HAVE YOUR EYES and ears been repeatedly assaulted by the ad for VIPoo toilet spray yet? If not, please press play:
That’s really something, isn’t it? There is much to discuss.
1. Is a smelly candle or a spray not enough any more?
Honestly, the pressure is too great. We can’t completely protect the world from poo smells. We just can’t.
2. Surely no one really says “punish the porcelain”?
Something about this phrase just rubs me up the wrong way. It’s too visceral.
3. Why are the poos shaped like donuts?
So you’ve gone out of your way to say ‘poo’ several times in the ad, but showing us some realistic turds is going too far? Why do you have to ruin donuts for us?
4. The depiction of unisex public toilets is very modern now, isn’t it?
VIPoo leading the way!
5. They do know that it’s not a secret that women poo, don’t they?

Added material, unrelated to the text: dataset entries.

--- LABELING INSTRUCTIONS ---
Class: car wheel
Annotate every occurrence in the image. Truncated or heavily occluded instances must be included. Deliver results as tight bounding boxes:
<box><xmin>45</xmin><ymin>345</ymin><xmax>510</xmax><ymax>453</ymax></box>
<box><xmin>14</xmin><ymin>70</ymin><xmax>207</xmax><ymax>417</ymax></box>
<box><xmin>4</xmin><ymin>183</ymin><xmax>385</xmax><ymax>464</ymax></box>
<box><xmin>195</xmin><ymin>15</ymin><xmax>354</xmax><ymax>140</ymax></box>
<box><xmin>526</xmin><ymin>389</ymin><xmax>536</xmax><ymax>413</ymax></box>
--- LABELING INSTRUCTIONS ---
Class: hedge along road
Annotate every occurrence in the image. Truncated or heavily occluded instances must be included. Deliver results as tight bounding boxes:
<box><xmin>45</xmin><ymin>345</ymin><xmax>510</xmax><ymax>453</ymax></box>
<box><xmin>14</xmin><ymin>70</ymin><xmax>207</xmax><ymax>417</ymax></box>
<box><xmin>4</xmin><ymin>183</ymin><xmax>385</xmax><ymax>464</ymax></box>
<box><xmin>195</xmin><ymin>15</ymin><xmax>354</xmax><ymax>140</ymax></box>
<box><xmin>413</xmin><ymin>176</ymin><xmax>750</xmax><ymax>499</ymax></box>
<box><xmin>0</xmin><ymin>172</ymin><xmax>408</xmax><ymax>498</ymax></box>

In the ad, our starlet is valiantly attempting to hide the fact that she poos from an oblivious man – several oblivious men in the American version.
Because they still have no clue that we also poo, right? That’s just between us gals! Tee hee!
6. Why does he do this. Why
God, I could cry.
7. Doesn’t your heart just go out to her?
Girl, you’re doing a great job. You’re selling poo spray, but let it never be said that you didn’t fully commit.
Will you be giving your toilet the VIPoo treatment? Wait. Don’t answer that.